When a new and suspicious strain of influenza emerges, authorities meticulously plan their public health response on the basis of how dangerous scientists think the strain is or could become. With the emergence of swine flu, or 'H1N1 influenza', this spring, scientists turned to a diverse range of computer-based tools to help predict the virus's virulence.

Rather than focusing on the statistical significance of individual mutations in flu sequences, the latest generation of analytical tools compare multiple genetic signatures among multiple flu viruses at once. These more sophisticated algorithms will prove key in helping to predict the course of future pandemics, some experts say.

Although scientists have started crunching swine flu data with computers, some have also attempted to get an early glimpse into the virus's traits on the basis of manual comparisons to previous flu sequences. Wendy Barclay, chair of influenza virology at the Imperial College, London, says that a comparison of swine flu sequences made available on public databases suggest that two key amino acid residues in the hemagglutinin, or H1, protein of the newly emerged virus are the same as those found on other H1N1 viruses such as the one responsible for the 1918 flu pandemic. Previous studies of the 1918 flu virus have found that these amino acid residues promote virus attachment to cells in the upper respiratory tract, rather than deep in the lungs (Science 315, 655–659; 2007). This suggests that swine flu might spread more easily but perhaps be less deadly than H5N1 avian influenza, which earlier work found binds deep in the lungs (Science 312, 399; 2006; Nature 440, 435–436; 2006).

Influenza data is accumulating thanks to efforts such as the US-sponsored Influenza Genome Sequencing Project and the Influenza Virus Database at the Beijing Institute of Genomics. Today, online databases, such as GenBank (run by the US National Center for Biotechnology Information), hold thousands of genome sequences and allow researchers to compare a swine flu samples with earlier influenza viruses.

But as the amount of available flu data increases, computer models will increasingly help identify new patterns that relate to flu virulence, according to influenza expert Jackie Katz of the US Centers for Disease Control and Prevention. For example, computers can identify mutations that coevolve within viruses and act together to make a flu virus more deadly, says Katz.

Earlier algorithms have focused on single mutations in flu viruses that were individually associated with a statistically significant influence on virulence. But the latest generation of algorithms assesses combinations of mutations that on their own might not have a statistically significant effect but do seem to influence virulence when they appear together. For example, Jonathan Allen and Tom Slezak, both computer scientists at the US Department of Energy's Lawrence Livermore National Laboratory in Livermore, California, have developed an algorithm that looks for combinations of mutations that viruses share.

Just this past April, Allen and Slezak reported the findings of their analysis of samples from 2,100 influenza cases representing numerous flu viruses that occurred within the past century—including the past three major pandemic outbreaks, which occurred in 1918, 1957 and 1968. The team found 34 amino acids conserved at specific points in the genomes of all three of these pandemic viruses (BMC Microbiol. 9, doi:10.1186/1471-2180-9-77; 2009). On the basis of their examination of a 2009 swine flu sequence, they determined the strain had only half of the 34 amino acid markers correlated with the deadly pandemics.

Allen explains their computational tool could help shed some light on the virulence of swine flu and “point[s] out [genome] locations of interest that can be subjected to further experimental studies.” But although the computer model can sift through piles of genomic data, it does not take into account certain factors, such as interactions between flu virus genes and host immunity, that also influence how sick a person will become.

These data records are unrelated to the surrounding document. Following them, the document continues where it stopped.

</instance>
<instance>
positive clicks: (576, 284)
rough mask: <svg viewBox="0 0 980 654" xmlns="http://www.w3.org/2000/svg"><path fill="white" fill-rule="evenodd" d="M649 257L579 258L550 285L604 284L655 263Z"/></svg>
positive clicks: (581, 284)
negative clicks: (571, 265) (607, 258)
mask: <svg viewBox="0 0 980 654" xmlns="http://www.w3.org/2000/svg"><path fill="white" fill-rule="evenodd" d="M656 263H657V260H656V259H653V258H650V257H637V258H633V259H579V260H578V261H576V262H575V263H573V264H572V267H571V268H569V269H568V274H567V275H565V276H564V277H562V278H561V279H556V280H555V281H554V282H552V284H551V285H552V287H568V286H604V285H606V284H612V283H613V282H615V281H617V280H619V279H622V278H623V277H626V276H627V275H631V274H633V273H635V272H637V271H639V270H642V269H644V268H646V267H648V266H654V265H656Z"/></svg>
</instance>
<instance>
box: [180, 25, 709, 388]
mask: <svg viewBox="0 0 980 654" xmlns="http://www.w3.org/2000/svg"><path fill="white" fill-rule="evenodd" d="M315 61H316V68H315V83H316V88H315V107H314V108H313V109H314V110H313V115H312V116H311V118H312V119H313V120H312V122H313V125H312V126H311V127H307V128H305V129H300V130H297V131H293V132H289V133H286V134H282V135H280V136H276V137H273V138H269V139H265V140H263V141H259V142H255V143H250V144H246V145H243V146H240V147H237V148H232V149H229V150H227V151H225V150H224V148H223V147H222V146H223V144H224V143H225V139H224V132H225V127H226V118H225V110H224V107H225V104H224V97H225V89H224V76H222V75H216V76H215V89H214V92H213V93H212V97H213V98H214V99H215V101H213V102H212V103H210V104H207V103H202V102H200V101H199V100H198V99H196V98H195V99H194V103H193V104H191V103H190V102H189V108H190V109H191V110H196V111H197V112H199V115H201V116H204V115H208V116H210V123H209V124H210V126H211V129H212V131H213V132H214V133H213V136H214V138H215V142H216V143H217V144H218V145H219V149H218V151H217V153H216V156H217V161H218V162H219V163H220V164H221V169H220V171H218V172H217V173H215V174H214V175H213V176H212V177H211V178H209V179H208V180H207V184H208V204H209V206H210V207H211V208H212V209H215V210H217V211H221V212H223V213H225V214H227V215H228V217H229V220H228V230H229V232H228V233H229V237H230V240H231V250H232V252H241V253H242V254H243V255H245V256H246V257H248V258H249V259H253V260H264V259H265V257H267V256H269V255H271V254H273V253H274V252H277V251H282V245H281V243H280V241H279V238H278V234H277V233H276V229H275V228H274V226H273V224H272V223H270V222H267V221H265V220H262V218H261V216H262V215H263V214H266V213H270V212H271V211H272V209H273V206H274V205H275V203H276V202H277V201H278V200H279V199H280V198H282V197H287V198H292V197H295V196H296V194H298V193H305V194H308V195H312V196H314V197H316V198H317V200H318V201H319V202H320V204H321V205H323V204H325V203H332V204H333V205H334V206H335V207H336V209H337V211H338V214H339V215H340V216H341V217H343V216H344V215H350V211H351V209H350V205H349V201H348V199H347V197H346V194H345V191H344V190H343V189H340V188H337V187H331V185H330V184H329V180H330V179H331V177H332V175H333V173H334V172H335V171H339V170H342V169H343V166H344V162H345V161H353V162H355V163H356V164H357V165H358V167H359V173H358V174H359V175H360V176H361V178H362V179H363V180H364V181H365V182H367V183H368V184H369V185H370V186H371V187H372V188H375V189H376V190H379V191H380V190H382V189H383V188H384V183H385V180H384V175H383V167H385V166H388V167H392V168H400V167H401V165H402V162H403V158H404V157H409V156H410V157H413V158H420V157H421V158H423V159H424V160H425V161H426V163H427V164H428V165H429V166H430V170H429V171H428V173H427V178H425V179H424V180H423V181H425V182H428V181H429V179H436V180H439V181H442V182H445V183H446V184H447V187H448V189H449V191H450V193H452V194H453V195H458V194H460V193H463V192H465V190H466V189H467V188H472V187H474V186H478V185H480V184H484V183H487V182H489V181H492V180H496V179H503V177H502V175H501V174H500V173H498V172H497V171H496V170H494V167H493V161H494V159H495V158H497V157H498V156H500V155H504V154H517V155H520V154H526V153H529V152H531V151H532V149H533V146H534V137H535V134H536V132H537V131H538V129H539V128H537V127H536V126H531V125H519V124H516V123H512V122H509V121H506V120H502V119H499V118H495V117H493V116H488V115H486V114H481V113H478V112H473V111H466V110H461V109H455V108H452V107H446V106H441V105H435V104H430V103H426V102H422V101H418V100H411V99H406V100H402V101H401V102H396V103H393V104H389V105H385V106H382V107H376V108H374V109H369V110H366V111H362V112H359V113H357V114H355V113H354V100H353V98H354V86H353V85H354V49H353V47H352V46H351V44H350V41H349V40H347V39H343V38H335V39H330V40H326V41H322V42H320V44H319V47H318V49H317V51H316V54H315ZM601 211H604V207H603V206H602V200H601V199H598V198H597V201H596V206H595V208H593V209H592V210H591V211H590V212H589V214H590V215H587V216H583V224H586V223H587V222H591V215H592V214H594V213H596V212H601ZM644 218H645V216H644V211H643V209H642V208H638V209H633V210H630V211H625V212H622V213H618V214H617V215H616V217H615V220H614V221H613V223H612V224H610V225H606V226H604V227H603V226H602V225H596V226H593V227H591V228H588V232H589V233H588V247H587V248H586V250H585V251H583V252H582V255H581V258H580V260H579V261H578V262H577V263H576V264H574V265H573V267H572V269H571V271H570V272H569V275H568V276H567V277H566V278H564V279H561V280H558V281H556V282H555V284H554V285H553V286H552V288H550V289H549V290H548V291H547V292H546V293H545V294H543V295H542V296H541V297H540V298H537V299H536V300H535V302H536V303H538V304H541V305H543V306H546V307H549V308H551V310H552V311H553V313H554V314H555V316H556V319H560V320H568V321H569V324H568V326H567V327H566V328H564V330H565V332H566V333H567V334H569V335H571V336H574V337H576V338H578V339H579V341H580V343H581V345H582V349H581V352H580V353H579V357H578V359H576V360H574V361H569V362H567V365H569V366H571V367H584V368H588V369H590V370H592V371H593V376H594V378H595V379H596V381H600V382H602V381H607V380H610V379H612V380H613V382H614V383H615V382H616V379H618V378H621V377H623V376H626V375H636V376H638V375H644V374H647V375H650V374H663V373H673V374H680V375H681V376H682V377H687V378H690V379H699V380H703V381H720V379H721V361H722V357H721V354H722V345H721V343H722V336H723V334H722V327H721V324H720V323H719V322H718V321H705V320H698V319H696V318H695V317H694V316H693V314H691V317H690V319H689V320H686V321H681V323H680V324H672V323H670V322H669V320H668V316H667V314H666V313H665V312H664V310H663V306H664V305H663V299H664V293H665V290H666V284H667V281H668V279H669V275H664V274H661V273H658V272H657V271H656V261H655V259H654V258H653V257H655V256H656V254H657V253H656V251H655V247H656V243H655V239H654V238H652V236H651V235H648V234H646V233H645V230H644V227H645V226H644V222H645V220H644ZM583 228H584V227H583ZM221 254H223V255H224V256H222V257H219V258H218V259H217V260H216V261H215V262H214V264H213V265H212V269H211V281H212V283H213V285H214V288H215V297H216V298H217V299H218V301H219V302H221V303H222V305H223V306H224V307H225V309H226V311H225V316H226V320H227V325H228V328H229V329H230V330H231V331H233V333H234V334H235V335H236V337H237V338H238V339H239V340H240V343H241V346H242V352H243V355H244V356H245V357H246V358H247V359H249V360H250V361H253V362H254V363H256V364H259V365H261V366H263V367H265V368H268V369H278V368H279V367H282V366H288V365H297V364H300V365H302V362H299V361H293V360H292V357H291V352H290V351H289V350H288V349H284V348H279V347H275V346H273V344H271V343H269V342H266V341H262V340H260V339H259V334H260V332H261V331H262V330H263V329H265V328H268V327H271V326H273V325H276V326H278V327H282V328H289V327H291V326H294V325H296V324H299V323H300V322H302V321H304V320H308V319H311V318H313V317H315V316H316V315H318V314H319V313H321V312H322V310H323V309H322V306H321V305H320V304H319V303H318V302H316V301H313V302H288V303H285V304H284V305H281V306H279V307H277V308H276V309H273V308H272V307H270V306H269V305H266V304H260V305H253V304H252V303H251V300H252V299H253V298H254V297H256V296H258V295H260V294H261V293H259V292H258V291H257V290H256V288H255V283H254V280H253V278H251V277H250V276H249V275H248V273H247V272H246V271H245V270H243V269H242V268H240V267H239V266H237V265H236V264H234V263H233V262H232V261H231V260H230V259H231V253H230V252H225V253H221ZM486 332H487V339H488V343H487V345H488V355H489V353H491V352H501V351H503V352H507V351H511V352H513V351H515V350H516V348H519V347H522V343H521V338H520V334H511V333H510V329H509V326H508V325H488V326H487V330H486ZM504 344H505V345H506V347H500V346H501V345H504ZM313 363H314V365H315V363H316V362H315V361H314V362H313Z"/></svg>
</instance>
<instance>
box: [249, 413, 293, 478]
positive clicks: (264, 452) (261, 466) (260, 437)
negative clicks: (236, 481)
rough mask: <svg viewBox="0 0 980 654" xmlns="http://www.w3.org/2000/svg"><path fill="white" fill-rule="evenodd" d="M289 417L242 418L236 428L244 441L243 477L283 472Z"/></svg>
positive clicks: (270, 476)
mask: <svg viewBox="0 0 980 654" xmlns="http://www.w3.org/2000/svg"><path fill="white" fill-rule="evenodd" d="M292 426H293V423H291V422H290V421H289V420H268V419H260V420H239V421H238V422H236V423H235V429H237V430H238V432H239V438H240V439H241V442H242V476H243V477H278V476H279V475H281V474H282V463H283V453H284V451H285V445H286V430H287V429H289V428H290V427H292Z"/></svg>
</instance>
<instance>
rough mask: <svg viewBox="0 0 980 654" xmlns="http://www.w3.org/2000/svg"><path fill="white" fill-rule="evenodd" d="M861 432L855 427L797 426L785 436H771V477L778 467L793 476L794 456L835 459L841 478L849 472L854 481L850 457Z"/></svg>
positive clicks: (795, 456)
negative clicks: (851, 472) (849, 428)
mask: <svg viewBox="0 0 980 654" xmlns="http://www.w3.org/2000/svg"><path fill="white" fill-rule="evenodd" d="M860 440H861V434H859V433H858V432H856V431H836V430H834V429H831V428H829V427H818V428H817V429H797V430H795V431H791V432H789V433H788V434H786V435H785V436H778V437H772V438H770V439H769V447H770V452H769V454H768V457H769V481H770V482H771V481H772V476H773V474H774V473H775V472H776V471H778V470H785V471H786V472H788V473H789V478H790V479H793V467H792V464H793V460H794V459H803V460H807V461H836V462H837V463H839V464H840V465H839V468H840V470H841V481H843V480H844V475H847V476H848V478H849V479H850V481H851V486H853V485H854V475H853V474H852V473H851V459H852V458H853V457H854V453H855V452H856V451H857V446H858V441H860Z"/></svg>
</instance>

Preparing for the worst: Swine flu has caused fear worldwide Credit: Newscom

“From a computational stand point, developing new ways to selectively prune the expansive space of candidate marker combinations remains an area for continued development,” says Allen.

Beyond sequencing

In addition to sequence data, researchers are plugging epidemiological evidence into a mathematical model to approximate how virulent the 2009 H1N1 strain is and how quickly it spreads. An early use of this approach has suggested that in Mexico swine flu is fatal in around 4 in 1,000 cases (Science doi:10.1126/science.1176062; 2009). But until experts can obtain data from people who had silent or very mild illnesses, much uncertainty remains.

In addition to computational analyses, researchers are testing how the virus behaves in tissue and animal models. Scientists are using a technique called reverse genetics in which they introduce mutations into the swine flu sequence and test the mutated version in these models. Barclay emphasizes the importance of these experiments: “you can't always be sure that what you have predicted from the [genetic] sequence will be reflected” in the biological action of the virus.

William Gallaher, a professor emeritus at Louisiana State University in New Orleans, cautions against blind faith in computers when it comes to flu prediction; he says, “if you project out a model by computer or any other way, it's dependent on the assumptions that you put into the model. Computers are just going to take those assumptions and project them.”

“The assumptions have to be correct in order for the outcome to be correct,” he adds.